I have never before tried to turn a conference session space into a makerspace, nor have I ever been part of conference that, essentially, turned into a makerspace. But that’s what magically and seamlessly happened here just outside of Pittsburgh this weekend during the 2018 EntreEd Forum, organized through EntreEd (the National Consortium for Entrepreneurship Education)—an organization dedicated to “providing advocacy, leadership, networking, technical assistance, and resources nationally for [entrepreneurship] students and teachers.”

EveryLibrary Founder/Executive Director John Chrastka, teacher/librarian/Foundry Makerspace Fellow Heather Lister, and I were here with support from EveryLibrary to facilitate a 45-minute session on the topic of “Entrepreneurship, Schools, & Library Makerspaces.” John, Heather, and I—with encouragement and plenty of enthusiasm from EntreEd Executive Director Gene Coulson and The EdVenture Group Senior Program Manager Jennifer Wotring—designed a highly-interactive session meant to help participants increase their awareness of the possibilities for incorporating makerspaces into their ongoing efforts to help learners develop entrepreneurial skills that will serve them well as they enter our quickly-evolving work environment.

There was nothing upfront to hint that the hotel conference room we were using was about to become a makerspace. And, frankly, the three of us facilitating the session did not walk into that room with the intention of creating a makerspace where we could help colleagues better understand how makerspaces and entrepreneurship can quickly and easily be interwoven. But after we provided initial reminders that makerspaces do not have to be high-cost endeavors—a theme that ran through many conversations here this weekend—and are not necessarily as much about 3D printers and other high-tech tools as they are about creating spaces where we learn by creating, we turned the conference room into a no-cost, low-tech, highly productive makerspace through three simple actions you can easily replicate:

*Declaring the room a makerspace

*Asking session participants—our co-learners, co-creators, co-conspirators in learning—to quickly rearrange their chairs so they would all see, interact with, and collaborate with each other for the remainder of the session

*Proposing the idea that what we would make together was a rudimentary plan for how each of them could apply makerspace concepts to their own schools as soon as they returned home

The transformation was immediate. Our co-creators took a few minutes sharing, with everyone else in the room, experiences they had with makerspaces; some of the questions they had about makerspaces; and ideas for how little they have needed or would need to create a makerspace to meet their learners’ needs. Among the resources Heather, John, and I added to the makerspace were slides showing how makerspaces support entrepreneurship—including images taken a day earlier of students at the EntreEd 2018 Forum Student Entrepreneurship Showcase displaying their own wares that were at least partially created through school and school-library makerspaces (with strong support from their teachers and school librarians). And with less than 10 minutes remaining in the session, we went around the temporary makerspace to give our co-conspirators in learning an opportunity to tell us what they would do as a result of having been part of the session—in essence giving them the opportunity to put the finishing touches on the rudimentary plans of action they were collaboratively creating in that makerspace.

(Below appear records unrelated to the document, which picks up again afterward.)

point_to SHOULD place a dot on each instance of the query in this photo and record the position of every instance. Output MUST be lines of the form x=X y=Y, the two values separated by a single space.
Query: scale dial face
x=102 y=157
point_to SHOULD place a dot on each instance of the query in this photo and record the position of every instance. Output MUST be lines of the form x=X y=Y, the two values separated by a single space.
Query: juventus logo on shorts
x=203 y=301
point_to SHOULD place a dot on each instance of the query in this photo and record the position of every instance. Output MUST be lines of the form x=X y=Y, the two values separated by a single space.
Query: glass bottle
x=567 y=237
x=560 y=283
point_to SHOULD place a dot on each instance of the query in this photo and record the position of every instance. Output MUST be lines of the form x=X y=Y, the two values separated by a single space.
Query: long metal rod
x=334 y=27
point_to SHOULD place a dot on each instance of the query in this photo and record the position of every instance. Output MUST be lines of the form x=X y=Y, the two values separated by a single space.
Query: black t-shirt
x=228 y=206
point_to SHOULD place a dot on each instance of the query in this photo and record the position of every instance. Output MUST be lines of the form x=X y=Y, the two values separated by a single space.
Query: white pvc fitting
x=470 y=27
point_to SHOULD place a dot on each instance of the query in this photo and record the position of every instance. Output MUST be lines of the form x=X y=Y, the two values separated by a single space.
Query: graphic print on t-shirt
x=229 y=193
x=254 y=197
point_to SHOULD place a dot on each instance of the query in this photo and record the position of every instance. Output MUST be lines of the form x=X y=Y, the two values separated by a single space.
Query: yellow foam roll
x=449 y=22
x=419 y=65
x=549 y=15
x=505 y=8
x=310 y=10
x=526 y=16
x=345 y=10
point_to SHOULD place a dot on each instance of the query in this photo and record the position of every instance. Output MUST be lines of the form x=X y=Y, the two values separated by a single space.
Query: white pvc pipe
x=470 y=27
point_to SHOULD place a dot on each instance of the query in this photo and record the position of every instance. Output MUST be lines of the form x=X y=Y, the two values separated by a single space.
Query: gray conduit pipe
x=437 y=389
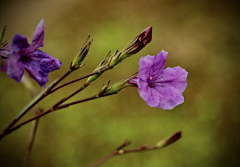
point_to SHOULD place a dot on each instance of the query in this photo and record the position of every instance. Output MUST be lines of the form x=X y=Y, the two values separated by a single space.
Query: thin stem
x=75 y=80
x=53 y=109
x=31 y=141
x=32 y=136
x=120 y=151
x=105 y=159
x=38 y=99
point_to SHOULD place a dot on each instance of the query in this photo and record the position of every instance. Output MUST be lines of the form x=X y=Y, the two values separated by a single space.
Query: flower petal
x=147 y=94
x=145 y=67
x=15 y=68
x=39 y=65
x=175 y=77
x=19 y=43
x=38 y=37
x=169 y=97
x=159 y=64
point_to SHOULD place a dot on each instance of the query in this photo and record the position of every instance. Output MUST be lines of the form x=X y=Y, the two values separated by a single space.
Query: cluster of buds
x=135 y=46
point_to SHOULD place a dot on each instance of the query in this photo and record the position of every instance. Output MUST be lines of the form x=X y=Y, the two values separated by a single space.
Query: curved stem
x=32 y=104
x=56 y=107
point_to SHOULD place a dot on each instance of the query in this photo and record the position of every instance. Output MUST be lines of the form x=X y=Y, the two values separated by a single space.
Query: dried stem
x=34 y=102
x=120 y=151
x=42 y=96
x=56 y=107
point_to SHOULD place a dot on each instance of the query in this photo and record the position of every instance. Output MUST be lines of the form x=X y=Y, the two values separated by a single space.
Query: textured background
x=201 y=36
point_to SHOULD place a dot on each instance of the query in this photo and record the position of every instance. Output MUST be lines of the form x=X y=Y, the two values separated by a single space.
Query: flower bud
x=169 y=140
x=137 y=44
x=76 y=64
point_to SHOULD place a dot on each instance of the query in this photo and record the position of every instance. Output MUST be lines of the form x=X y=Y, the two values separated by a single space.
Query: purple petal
x=175 y=77
x=145 y=67
x=39 y=65
x=159 y=64
x=38 y=37
x=19 y=43
x=169 y=97
x=15 y=69
x=147 y=94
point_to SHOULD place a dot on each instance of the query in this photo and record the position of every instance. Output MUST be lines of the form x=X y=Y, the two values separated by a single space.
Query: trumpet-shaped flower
x=160 y=88
x=25 y=56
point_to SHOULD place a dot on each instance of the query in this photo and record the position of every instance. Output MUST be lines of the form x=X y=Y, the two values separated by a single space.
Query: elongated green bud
x=2 y=34
x=76 y=64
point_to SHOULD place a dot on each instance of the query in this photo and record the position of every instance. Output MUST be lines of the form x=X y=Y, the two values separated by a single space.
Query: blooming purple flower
x=25 y=56
x=160 y=88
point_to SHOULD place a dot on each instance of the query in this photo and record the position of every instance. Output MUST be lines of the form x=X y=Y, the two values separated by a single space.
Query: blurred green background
x=201 y=36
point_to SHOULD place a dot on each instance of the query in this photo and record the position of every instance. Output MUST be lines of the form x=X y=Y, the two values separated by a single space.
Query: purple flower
x=160 y=88
x=25 y=56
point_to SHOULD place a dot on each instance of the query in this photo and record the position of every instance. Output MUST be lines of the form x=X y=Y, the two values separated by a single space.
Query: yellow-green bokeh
x=201 y=36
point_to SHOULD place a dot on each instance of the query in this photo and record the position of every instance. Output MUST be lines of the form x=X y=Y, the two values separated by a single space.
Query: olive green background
x=200 y=36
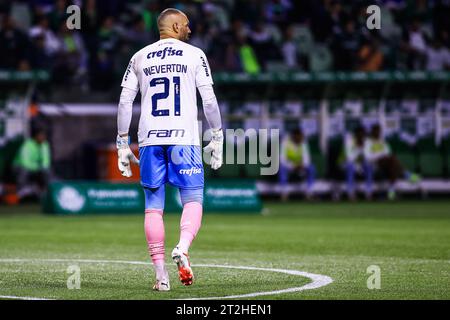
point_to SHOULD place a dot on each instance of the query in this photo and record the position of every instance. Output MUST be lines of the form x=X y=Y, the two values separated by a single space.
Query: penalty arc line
x=318 y=280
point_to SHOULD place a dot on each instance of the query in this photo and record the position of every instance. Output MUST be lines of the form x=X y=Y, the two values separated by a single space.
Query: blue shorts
x=181 y=166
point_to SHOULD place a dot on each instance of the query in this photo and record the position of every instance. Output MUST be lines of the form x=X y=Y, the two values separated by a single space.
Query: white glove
x=125 y=155
x=216 y=149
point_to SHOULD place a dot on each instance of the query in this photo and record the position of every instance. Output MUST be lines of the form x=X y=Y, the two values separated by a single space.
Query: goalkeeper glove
x=125 y=155
x=216 y=149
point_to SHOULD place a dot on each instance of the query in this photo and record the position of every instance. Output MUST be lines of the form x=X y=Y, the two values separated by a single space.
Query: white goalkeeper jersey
x=167 y=73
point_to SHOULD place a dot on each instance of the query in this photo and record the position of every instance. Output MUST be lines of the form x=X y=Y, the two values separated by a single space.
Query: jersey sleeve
x=202 y=72
x=130 y=79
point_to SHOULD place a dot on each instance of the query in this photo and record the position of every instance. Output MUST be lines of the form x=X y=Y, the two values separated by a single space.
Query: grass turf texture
x=409 y=241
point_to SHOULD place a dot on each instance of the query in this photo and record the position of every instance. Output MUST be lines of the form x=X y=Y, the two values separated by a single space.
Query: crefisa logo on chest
x=167 y=52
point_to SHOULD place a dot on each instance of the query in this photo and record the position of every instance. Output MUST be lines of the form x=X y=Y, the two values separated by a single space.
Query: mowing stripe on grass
x=318 y=280
x=22 y=298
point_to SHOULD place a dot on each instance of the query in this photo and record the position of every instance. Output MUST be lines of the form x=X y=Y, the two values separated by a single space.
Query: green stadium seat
x=317 y=157
x=431 y=159
x=229 y=170
x=405 y=153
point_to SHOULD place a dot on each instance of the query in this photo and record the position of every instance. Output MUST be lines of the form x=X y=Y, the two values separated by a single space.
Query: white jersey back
x=168 y=73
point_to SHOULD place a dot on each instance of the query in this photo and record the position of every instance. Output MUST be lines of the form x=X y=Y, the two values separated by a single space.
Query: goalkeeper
x=168 y=74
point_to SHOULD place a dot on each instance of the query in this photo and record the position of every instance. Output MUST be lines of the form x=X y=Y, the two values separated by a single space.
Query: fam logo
x=168 y=51
x=191 y=171
x=167 y=133
x=70 y=199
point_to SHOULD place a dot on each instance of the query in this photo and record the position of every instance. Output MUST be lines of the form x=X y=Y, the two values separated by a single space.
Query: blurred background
x=362 y=113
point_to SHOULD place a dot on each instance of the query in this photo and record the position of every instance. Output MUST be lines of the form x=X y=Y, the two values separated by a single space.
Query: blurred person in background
x=370 y=56
x=353 y=161
x=295 y=160
x=415 y=45
x=289 y=49
x=438 y=57
x=71 y=59
x=346 y=46
x=42 y=29
x=14 y=46
x=380 y=159
x=31 y=165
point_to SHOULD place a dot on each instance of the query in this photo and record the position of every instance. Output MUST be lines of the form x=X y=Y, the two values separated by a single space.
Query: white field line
x=318 y=280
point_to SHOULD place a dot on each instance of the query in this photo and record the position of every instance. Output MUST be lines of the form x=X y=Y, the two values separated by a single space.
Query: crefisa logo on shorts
x=190 y=171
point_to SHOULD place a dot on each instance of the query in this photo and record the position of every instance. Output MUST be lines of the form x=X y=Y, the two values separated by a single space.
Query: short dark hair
x=166 y=13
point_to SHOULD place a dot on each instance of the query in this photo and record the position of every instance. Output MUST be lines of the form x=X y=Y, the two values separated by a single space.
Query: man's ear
x=176 y=27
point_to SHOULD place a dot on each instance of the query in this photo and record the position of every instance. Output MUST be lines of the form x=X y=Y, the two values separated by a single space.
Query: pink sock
x=190 y=223
x=154 y=233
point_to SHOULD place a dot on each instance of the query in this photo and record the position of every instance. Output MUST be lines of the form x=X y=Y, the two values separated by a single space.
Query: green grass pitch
x=409 y=241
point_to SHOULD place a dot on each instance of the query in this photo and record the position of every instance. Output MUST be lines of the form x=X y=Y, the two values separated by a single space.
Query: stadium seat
x=405 y=153
x=317 y=157
x=229 y=170
x=320 y=58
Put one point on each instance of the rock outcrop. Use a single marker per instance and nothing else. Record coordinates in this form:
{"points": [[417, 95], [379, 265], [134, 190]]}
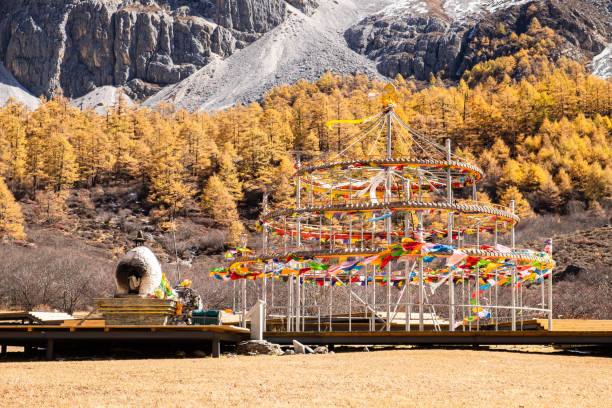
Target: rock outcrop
{"points": [[80, 45], [306, 6], [138, 272], [419, 41]]}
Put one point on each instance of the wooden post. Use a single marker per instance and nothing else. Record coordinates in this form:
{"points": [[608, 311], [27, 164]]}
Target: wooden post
{"points": [[216, 347], [513, 277], [550, 294], [49, 354], [451, 284]]}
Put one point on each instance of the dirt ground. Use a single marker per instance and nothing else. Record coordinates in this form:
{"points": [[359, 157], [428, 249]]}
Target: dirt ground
{"points": [[398, 378]]}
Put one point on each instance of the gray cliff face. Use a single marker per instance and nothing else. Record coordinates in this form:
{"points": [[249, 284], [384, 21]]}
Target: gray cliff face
{"points": [[80, 45], [307, 7], [420, 44]]}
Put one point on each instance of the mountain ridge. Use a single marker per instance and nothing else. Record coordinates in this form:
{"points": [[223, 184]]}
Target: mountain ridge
{"points": [[191, 52]]}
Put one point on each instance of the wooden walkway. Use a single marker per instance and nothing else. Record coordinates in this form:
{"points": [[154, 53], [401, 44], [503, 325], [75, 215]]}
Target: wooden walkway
{"points": [[45, 336], [445, 338]]}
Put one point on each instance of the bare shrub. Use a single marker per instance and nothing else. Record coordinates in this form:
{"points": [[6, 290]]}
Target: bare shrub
{"points": [[61, 273]]}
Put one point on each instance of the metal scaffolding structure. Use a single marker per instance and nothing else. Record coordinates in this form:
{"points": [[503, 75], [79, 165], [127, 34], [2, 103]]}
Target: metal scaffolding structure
{"points": [[378, 229]]}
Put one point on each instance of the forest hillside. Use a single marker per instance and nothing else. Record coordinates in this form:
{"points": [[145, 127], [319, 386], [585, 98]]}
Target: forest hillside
{"points": [[76, 186]]}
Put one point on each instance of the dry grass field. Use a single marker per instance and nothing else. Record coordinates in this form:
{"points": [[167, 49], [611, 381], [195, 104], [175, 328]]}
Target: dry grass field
{"points": [[400, 378]]}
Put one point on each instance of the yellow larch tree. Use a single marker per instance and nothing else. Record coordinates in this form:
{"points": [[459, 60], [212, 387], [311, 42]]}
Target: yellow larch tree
{"points": [[11, 218]]}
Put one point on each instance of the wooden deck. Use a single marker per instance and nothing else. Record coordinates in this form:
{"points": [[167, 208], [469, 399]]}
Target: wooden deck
{"points": [[47, 336], [474, 338], [94, 331]]}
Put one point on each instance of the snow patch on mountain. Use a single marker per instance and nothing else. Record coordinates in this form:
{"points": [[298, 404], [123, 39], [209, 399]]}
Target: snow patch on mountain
{"points": [[300, 47], [102, 99], [456, 10], [406, 6], [602, 63], [462, 10], [10, 88]]}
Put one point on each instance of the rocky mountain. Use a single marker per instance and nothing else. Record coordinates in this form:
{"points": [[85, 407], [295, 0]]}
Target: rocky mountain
{"points": [[78, 45], [414, 38], [213, 53]]}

This story could have easily ended at that moment, but the EntreEd Forum organizers had previously planned the conference activity that inadvertently made the entire conference, from my point of view, a makerspace: an afternoon of activities designed to help these teacher-maker-innovators prepare pitches designed to gain funding for projects that would allow them to more effectively foster entrepreneurship among the learners they serve—a topic to be more fully explored in the next in this three-part set of reflections on the 2018 EntreEd Forum.

John.

Looking  back on the set of experiences I have had here at the conference, I realize there is one other not-yet-acknowledged makerspace: the virtual one (phone calls and email exchanges) that allowed John, Gene, Jennifer and me to create the structure for the session, and the extension of that makerspace into the Google Drive presentation deck that Heather, John, and I created (online and asynchronously, not face to face) for use during the session—a wonderful reminder that, like so many words in our vocabulary, “makerspace” is one that continues to evolve in ways we are just beginning to explore and limited only the limits of our—and your—imaginations. (For more information about EveryLibrary’s efforts to foster entrepreneurship, please visit the organization’s “Entrepreneurs” site on Medium.)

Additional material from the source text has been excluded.